Esta planta tiene múltiples propiedades entre las que destacan su carácter analgésico y digestivo. De ella se elaboran muchos productos como jabones, aceites, velas aromáticas, té o café. Tahaa, una de las cinco islas que forman el archipiélago de la sociedad en la lejana Polinesia francesa, es conocida como "La isla de la vainilla", cuyo aroma impregna de forma asombrosa todo el aire.

En su territorio se cultiva el 80% de la vainilla de los archipiélagos, denominada "vainilla tahitensis" y que es famosa por sus ligeros toques de pimienta y anís. Este destino sensorial, considerado junto a Bora Bora como las dos perlas más bellas del Pacífico, cultiva la vainilla de forma personal y concreta. Desde su proceso de polinización hasta su maduración ocho meses después, casi todo se hace a mano.

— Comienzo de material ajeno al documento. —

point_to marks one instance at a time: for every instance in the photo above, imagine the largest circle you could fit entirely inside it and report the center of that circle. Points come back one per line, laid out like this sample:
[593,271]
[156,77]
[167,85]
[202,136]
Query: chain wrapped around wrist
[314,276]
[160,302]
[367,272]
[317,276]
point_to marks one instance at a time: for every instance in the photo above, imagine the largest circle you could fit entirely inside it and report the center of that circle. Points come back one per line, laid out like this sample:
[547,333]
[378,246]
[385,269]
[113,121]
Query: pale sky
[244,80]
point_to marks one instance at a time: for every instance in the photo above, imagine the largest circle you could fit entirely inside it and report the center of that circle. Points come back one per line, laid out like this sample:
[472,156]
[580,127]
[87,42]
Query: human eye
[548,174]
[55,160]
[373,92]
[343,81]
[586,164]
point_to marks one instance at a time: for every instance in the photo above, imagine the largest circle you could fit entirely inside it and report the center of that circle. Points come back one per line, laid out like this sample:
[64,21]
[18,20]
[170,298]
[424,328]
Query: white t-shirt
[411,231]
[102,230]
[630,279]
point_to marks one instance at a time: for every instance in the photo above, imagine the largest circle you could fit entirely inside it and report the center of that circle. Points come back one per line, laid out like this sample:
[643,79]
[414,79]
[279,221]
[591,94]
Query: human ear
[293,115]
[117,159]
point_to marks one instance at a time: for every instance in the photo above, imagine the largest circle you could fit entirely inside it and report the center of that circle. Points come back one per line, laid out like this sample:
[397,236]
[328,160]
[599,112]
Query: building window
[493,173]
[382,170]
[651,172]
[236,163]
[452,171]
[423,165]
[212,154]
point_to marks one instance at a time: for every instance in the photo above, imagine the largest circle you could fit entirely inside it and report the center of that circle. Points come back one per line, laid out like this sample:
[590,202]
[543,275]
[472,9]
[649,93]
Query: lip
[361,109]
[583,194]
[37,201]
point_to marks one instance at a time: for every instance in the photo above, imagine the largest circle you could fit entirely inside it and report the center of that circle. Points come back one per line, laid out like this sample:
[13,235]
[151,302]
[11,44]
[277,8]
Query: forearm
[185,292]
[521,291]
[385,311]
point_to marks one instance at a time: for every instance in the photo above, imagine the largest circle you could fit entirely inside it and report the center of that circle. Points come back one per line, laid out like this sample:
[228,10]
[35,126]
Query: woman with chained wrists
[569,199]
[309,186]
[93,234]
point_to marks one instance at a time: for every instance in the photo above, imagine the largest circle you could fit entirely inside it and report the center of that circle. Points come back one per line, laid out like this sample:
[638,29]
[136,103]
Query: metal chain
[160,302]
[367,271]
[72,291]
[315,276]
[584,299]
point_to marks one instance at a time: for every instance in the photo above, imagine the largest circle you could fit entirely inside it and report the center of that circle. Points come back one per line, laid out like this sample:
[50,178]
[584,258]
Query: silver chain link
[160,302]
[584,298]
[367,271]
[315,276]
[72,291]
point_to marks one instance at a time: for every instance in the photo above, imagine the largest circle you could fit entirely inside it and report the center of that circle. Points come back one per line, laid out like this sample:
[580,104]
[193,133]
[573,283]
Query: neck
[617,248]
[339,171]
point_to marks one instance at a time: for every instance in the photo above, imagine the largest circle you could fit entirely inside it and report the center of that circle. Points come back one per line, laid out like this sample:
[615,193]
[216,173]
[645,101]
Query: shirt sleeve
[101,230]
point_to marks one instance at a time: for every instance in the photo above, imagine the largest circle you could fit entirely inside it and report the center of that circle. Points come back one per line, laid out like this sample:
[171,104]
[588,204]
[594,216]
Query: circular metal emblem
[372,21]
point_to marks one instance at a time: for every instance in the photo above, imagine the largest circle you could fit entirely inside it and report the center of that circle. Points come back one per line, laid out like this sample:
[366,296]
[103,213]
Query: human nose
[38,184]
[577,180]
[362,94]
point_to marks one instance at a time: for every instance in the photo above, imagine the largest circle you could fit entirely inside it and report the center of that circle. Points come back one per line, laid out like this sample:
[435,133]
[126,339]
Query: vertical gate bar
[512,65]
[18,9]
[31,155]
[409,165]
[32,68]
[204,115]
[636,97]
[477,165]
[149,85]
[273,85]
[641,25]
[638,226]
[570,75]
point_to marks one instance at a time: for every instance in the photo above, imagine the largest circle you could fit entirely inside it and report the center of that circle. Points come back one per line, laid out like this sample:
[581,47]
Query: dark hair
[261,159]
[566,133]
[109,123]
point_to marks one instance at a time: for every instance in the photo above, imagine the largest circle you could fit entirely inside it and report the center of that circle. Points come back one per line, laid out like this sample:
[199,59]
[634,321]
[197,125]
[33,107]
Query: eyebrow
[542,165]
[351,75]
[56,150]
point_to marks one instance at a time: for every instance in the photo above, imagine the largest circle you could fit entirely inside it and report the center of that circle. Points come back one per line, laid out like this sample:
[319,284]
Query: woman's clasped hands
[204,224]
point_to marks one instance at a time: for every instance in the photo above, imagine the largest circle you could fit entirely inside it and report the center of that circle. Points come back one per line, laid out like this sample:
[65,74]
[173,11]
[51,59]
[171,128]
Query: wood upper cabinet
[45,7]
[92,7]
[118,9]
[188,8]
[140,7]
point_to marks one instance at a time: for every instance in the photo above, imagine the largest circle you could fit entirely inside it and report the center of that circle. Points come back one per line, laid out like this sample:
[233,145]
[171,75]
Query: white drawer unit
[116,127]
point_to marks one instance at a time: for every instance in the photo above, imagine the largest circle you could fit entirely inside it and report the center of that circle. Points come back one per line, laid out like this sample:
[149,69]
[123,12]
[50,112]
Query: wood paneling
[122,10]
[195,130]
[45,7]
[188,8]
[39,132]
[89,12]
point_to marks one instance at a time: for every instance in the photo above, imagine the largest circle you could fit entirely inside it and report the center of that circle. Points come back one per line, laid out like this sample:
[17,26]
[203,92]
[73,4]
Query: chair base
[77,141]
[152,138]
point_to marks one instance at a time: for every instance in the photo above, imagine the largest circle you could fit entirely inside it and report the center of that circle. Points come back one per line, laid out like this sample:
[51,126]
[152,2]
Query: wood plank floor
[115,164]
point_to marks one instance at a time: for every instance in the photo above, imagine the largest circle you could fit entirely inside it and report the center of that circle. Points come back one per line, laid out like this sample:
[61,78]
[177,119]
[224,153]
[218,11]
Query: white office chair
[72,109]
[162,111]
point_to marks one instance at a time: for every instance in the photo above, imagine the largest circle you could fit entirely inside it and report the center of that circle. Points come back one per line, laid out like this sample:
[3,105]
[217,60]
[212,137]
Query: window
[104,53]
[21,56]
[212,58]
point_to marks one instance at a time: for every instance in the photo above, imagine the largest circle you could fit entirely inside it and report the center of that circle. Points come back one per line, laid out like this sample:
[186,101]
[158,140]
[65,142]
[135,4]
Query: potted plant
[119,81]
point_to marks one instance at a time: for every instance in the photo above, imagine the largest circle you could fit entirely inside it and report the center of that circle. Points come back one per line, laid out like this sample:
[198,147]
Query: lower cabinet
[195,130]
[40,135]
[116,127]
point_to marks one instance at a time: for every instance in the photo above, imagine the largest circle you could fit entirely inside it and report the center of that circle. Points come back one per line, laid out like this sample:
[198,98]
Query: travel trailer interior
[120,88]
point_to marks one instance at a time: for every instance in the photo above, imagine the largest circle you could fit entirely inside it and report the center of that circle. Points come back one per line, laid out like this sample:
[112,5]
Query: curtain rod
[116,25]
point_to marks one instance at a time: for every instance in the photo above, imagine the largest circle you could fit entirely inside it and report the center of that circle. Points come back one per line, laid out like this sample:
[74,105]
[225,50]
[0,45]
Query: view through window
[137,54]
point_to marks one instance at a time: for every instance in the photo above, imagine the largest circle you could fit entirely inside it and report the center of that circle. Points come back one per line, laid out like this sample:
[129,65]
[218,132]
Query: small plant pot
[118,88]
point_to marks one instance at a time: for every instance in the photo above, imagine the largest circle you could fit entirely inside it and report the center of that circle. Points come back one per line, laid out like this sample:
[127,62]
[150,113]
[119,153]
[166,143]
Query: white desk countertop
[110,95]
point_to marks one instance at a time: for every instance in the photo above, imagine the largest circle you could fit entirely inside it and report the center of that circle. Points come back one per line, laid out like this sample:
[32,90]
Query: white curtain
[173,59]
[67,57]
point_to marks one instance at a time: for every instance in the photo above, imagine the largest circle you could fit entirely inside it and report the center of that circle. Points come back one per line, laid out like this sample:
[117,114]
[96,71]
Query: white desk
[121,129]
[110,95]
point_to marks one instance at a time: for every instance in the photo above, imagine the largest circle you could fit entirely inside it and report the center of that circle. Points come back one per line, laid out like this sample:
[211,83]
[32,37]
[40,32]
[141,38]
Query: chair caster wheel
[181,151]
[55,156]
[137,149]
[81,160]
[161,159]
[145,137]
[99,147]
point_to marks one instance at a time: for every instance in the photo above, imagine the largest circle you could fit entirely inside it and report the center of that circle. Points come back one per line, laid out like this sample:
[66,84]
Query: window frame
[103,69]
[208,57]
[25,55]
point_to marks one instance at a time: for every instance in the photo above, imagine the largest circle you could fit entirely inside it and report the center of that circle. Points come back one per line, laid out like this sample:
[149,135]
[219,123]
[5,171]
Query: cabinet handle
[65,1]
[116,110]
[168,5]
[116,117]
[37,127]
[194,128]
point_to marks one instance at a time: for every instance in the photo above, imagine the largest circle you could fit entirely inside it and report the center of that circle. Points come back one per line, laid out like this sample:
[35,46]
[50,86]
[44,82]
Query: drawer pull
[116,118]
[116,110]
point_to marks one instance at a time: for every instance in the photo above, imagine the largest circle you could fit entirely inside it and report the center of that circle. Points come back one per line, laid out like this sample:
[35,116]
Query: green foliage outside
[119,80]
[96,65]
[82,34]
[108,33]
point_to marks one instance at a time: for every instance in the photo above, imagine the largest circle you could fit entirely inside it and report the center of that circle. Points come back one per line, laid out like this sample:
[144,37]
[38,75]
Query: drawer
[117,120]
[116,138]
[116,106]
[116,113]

Las plantas se "casan" en busca del sabor perfecto y una vez concluido el periodo de floración de dos meses, durante el cual la flor se ha desarrollado por completo, se celebran unos 3.000 matrimonios diarios, a partir de las tres o cuatro de la mañana, hora en que la indómita orquídea decide abrirse en todo su esplendor. De cinco kilogramos de vaina verde se obtiene un kilogramo de vainilla. El paso siguiente es secarlas al sol, poquito a poco, para que no se evapore la grasa y se pueda anudar sin que se quiebre.

Mientras tanto, para extender el aceite se masajea la vaina ya tostada por el sol, que pronto termina convertida en variados productos elaborados de la vainilla como jabones exfoliantes, aceites, velas aromáticas, té o café. La vainilla tiene múltiples propiedades entre las que destacan su carácter analgésico y digestivo, su capacidad para bajar la fiebre de forma natural o su eficacia en el tratamiento de enfermedades reumáticas.